Inlassablement, le colonel Bertrand critique le traitement infligé aux travailleurs congolais, et cela lui cause de solides inimitiés. Dans un rapport datant de 1932, il s'en prend aux pratiques en vigueur aux mines d'or de Kilo-Moto. Cela déclenche une vive polémique avec le dirigeant de cette entreprise, le général Georges Moulaert. Ce dernier est une personnalité très en vue et très influente de l'establishment colonial: de plus en plus, le colonel Bertrand est donc considéré comme un « gêneur », comme un critique dangereux du système en vigueur. Sa vie privée est également marquée par un certain non-conformisme, car ce célibataire endurci épouse en 1939 Jeanne Tercafs, de vingt-huit ans sa cadette. Cette jeune femme est une artiste sculpteur qui effectue plusieurs séjours au Congo entre 1935 et 1940, grâce à des bourses artistiques décernées par les autorités. Elle séjourne en pays mangbetu, une région que connaît bien Alexis Bertrand. Ce dernier s'intéresse aux arts africains, car il fait partie de la Commission pour la protection des arts et métiers indigènes, créée en 1935. Dès 1937, Bertrand présente les travaux de Jeanne Tercafs, sa future épouse, à la tribune de l'Institut royal colonial.

La Seconde Guerre mondiale sonnera le glas des nombreuses activités de Bertrand dans les milieux coloniaux belges. En effet, le colonel se range parmi ceux qui ne s'opposent pas radicalement à tout contact avec les autorités occupantes. À cette époque, certains dirigeants coloniaux belges considèrent en effet la victoire allemande comme définitive et irréversible. S'efforçant de tirer le « meilleur parti » de cette nouvelle donne, ces personnalités tentent de créer une certaine entente avec les Allemands sur le plan colonial. Bertrand fait partie de ce groupe. Il fréquente notamment des dirigeants du Kolonialpolitisches Amt du NSDAP, le service colonial du parti nazi. L'occupant tente d'attirer le Congo belge dans sa sphère d'influence. Ces contacts sont évidemment reprochés à Bertrand dès la libération de la Belgique en septembre 1944. L'auditorat militaire ouvre une enquête sur ses agissements et l'inculpe en juillet 1945, mais sans le placer en détention. Bertrand devient ainsi un véritable paria. Il démissionne spontanément de l'Institut royal colonial cette même année, et fait également savoir à la Chambre des représentants qu'il ne sollicite pas le renouvellement de son mandat au sein du Conseil colonial. Affligé par le décès prématuré de son épouse en 1944, le colonel meurt à Ixelles le 20 septembre 1946, peut-être isolé et aigri; sans aucun doute discrédité. Il subit une véritable damnatio memoriae: son souvenir sera effacé des annales coloniales officielles, comme l'atteste l'absence de toute notice le concernant dans la Biographie coloniale belge, un ouvrage de référence bien connu qui est publié après la guerre et qui retrace le parcours colonial de nombreuses figures, souvent bien moins importantes que lui.

 

Guy Vanthemsche
19 novembre 2019
Vrije Universiteit Brussel

 

Sources inédites

Musée royal de l’Armée et d’Histoire militaire (MRA), dossiers officiers (DO), dossier Alexis Bertrand.

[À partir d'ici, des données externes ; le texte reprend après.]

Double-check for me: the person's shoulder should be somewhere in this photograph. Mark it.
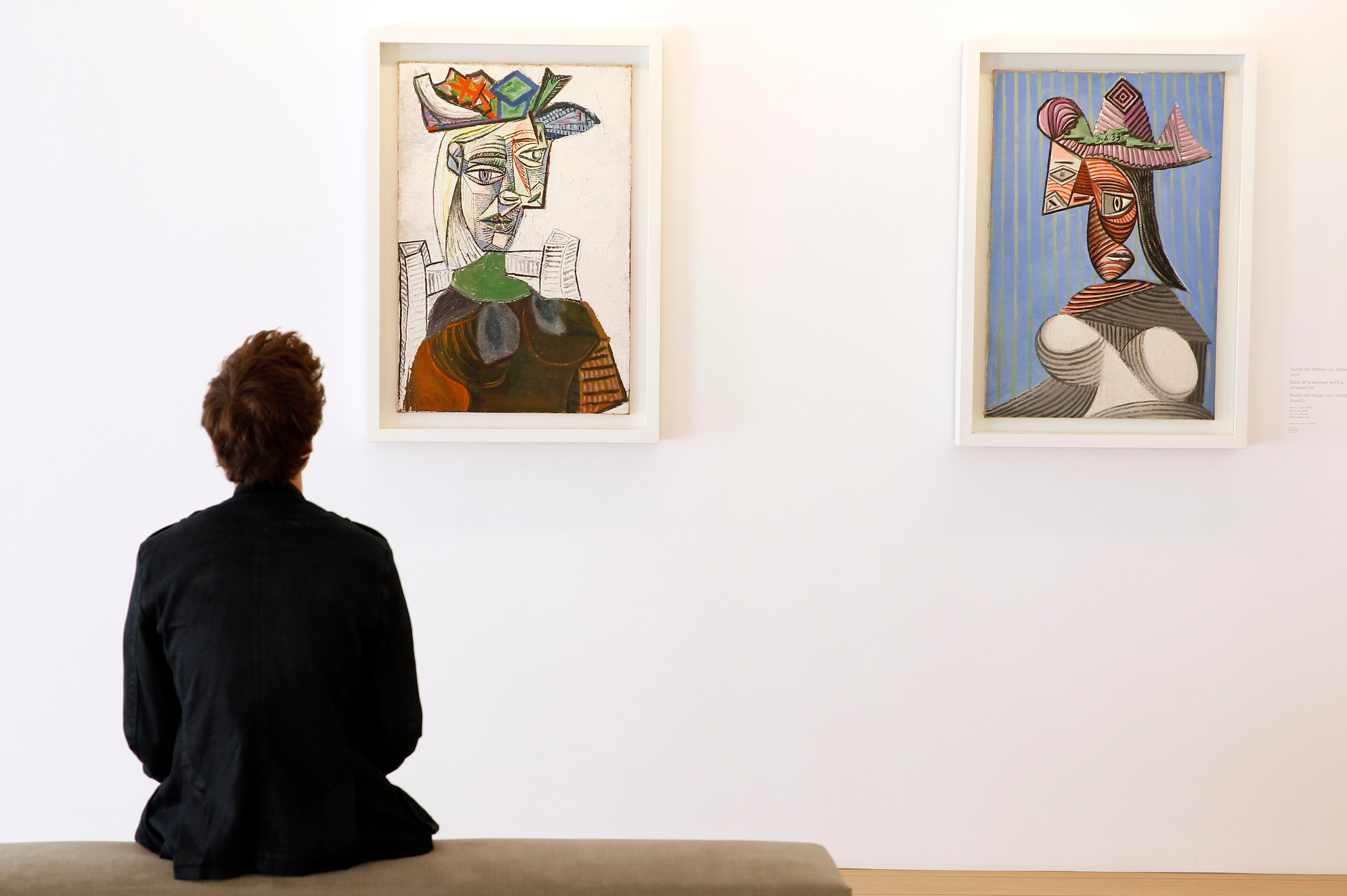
[308,501,388,550]
[140,504,220,552]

Archives africaines du Service public fédéral des Affaires étrangères (AA) (maintenant conservées aux Archives générales du Royaume), dossier personnel de Bertrand, n° 2157, ou encore dans AA, SPA 961bis (autre dossier personnel de Bertrand).

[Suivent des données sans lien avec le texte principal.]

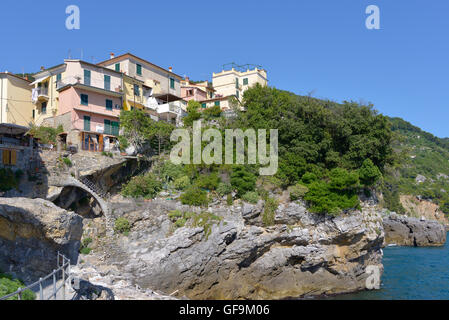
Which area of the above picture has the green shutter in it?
[84,70,90,86]
[84,116,90,131]
[104,75,111,91]
[104,119,112,134]
[111,121,120,136]
[106,99,112,111]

AA, Papiers Bertrand, D 778.

Archives générales du Royaume (AGR), Papiers Louwers, n° 62.

Musée royal de l'Afrique centrale, Tervuren, Papiers Jeanne Tercafs.

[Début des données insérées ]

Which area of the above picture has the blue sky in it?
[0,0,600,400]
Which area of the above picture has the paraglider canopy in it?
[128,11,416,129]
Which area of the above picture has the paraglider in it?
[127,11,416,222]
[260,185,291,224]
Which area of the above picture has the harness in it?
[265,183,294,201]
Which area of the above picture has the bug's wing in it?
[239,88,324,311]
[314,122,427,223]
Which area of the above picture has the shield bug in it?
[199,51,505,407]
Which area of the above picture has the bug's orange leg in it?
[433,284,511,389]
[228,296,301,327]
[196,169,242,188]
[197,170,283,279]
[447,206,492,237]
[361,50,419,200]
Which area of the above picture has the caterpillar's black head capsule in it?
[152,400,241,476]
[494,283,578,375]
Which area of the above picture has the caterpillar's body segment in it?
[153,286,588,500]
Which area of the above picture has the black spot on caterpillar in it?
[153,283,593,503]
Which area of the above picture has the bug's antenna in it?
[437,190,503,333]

Archives du Collège des Procureurs généraux, Bruxelles, dossier Alexis Bertrand, n° 27.878.

 

Sources publiées

a) Principales publications d'Alexis Bertrand

 

Préface au livre d'Adolphe Calonne-Beaufaict, Azande, Bruxelles, Lamertin, 1920, p. VII-XXXI.

Quelques notes sur la vie politique, le développement, la décadence des petites sociétés bantou du bassin central du Congo, in Revue de l'Institut de Sociologie [Solvay], 1, novembre 1920, n° 3, pp. 75-91.

Liste complète de ses études et communications publiés dans le Bulletin des séances de l'Institut royal colonial belge jusqu’en 1939 dans Devroey (É.), Table alphabétique générale 1930-1939 du Bulletin des séances, Bruxelles, Van Campenhout, 1940, v° « Bertrand ». À compléter par ses interventions publiées entre 1940 et 1944, notamment :

Quelques peuplades du Congo belge trop ignorées, in Bulletin des séances de l'IRCB, 13, 1942, n° 2, pp. 110-119.

Le problème du programme d'action coloniale, in Idem, 14, 1943, n° 1, pp. 87-90.

La fin de la puissance Azande, in Idem, 14, 1943, n° 2, pp. 265-283.  

 

b) Autres sources publiées

Le problème de la main-d'œuvre au Congo Belge. Rapport de la Commission de la main-d’œuvre indigène 1930-1931. Province orientale. Rapporteur : Monsieur le Colonel Bertrand, Conseiller colonial, Bruxelles, Lesigne, 1931, 261 pp. (cote de la BR : 7B/3084/1-6).

Conseil colonial. Compte rendu analytique des séances, Bruxelles, 1923-1940 (nombreuses interventions de Bertrand).

La question sociale au Congo. Rapport au Comité du Congrès national colonial. Compte rendu de la discussion en séance plénière du 24 novembre 1924, Bruxelles, Goeman, 1924, 250 pp. (interventions de Bertrand.

 

Travaux scientifiques

Vanthemsche (G.), Une figure singulière et méconnue du monde colonial belge: le colonel Alexis Bertrand et son action « réformiste » dans l'entre-deux-guerres, in Mabiala (P.) & Zana Etambala (M.), eds., La société congolaise face à la modernité (1700-2010). Mélanges eurafricains offerts à Jean-Luc Vellut, Paris-Tervuren, L'Harmattan-Musée royal de l'Afrique centrale, 2017, pp. 97-123 (Cahiers africains – Afrika Studies, 2016, nr. 89).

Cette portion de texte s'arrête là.